Он положил трубку. Первоначальное раздражение сменилось замешательством, а теперь постепенно превращалось в беспокойство. Та женщина, доктор Кляйн, – почему она хотела встретиться с ним немедленно? Почему ее дело не могло подождать? Он тогда так разволновался при мысли о новой, неизвестной паре близнецов, что ни о чем другом и думать не мог. Что он натворил? Несколько минут он сидел в кресле, глубоко задумавшись. Затем еще раз взял мобильный.
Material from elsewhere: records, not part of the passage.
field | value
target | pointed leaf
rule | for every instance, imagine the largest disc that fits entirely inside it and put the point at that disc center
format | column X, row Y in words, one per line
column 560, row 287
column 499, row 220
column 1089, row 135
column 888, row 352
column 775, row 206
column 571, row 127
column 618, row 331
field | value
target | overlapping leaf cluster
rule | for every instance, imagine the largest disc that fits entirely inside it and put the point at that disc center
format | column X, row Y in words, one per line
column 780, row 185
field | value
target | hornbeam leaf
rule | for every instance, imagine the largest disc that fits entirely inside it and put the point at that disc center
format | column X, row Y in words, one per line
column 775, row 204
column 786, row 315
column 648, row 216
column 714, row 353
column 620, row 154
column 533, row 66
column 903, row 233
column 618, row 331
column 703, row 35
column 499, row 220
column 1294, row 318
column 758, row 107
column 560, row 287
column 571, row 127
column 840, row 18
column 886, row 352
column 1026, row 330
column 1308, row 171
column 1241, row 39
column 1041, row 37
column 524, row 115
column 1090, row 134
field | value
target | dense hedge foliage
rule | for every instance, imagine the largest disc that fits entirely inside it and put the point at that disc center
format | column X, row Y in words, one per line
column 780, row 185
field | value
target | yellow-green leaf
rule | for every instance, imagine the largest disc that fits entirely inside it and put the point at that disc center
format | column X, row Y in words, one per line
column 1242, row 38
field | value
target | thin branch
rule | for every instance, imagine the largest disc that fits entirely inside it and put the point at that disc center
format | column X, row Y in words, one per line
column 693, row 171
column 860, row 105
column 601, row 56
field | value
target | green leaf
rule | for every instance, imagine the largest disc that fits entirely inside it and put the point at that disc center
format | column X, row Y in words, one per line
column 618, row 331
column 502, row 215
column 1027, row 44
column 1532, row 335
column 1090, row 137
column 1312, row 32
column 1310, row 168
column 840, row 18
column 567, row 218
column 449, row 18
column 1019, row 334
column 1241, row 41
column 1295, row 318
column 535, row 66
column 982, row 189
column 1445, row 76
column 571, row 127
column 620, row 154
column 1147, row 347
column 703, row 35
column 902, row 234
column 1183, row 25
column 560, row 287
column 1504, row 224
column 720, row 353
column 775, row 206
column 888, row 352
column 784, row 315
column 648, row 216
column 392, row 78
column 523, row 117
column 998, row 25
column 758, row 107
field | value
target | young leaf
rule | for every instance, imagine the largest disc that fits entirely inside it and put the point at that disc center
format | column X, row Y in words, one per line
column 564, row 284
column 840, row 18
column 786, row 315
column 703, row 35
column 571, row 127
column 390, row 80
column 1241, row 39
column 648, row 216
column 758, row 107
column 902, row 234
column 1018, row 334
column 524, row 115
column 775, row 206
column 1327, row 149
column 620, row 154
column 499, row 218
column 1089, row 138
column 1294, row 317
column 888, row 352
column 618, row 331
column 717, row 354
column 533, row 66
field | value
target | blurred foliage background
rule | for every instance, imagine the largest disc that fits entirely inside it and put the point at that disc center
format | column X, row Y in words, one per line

Высокий, тонкий звук уже давно исчез; но как давно – он не знал. Дней больше не было, все превратилось в одну бесконечную ночь. Однако раньше ночь приходила, только когда мама читала ему сказки перед сном, когда он был Мэтью. «Красная Шапочка» – но ее проглотил волк. «Гензель и Гретель» – но они заблудились в лесу, а отец так и не пустился на их поиски. Кто-то тяжело дышал, сопел, вопил, ревел, как ржавый механизм, в котором что-то заело и он изрубил сам себя. Затем ужасные звуки неожиданно смолкли, а вокруг него снова сомкнулась тишина. Только шелест в углу, капающая вода, лихорадочный стук сердца и собственный неприятный запах. У его тела закончился он сам. Он лежал в остатках самого себя. Но он был один. Он сдержал слово. Он не произнес ни звука.
Фрида мерила шагами комнату, едва ли не физически чувствуя присутствие Алана в коридоре. Она не хотела с ним разговаривать, пока не приедет Карлссон. Она уже наделала достаточно ошибок. Зазвонил телефон, и она сняла трубку.
– Фрида?
– Хлоя! Я сейчас не могу говорить. Я перезвоню тебе позже, хорошо?
– Нет, нет, нет! Подожди. Папа уезжает на Рождество на Фиджи.
– Я занята.
– Тебе что, вообще наплевать? Что мне делать? Он обещал отвезти куда-нибудь меня, а не эту свою подружку. А мне теперь придется все Рождество торчать в нашей вонючей крысиной норе, да еще и с мамочкой.
– Хлоя, давай поговорим об этом позже!
– Знаешь, у меня есть бритва. Я сижу в своей комнате, и у меня бритва.
– Я не поддамся на шантаж!
– Ты моя тетя. Ты должна меня любить. Меня больше никто не любит! Он не любит. А мамочка… она просто ненормальная. Я с ней свихнусь. Точно свихнусь.
– Я приду сегодня вечером. Тогда все и обсудим.
– А можно, мы придем к тебе на Рождество?
– Ко мне?
– Да.
– У меня крошечный домик, я не умею готовить, у меня не будет елки. И я ненавижу Рождество.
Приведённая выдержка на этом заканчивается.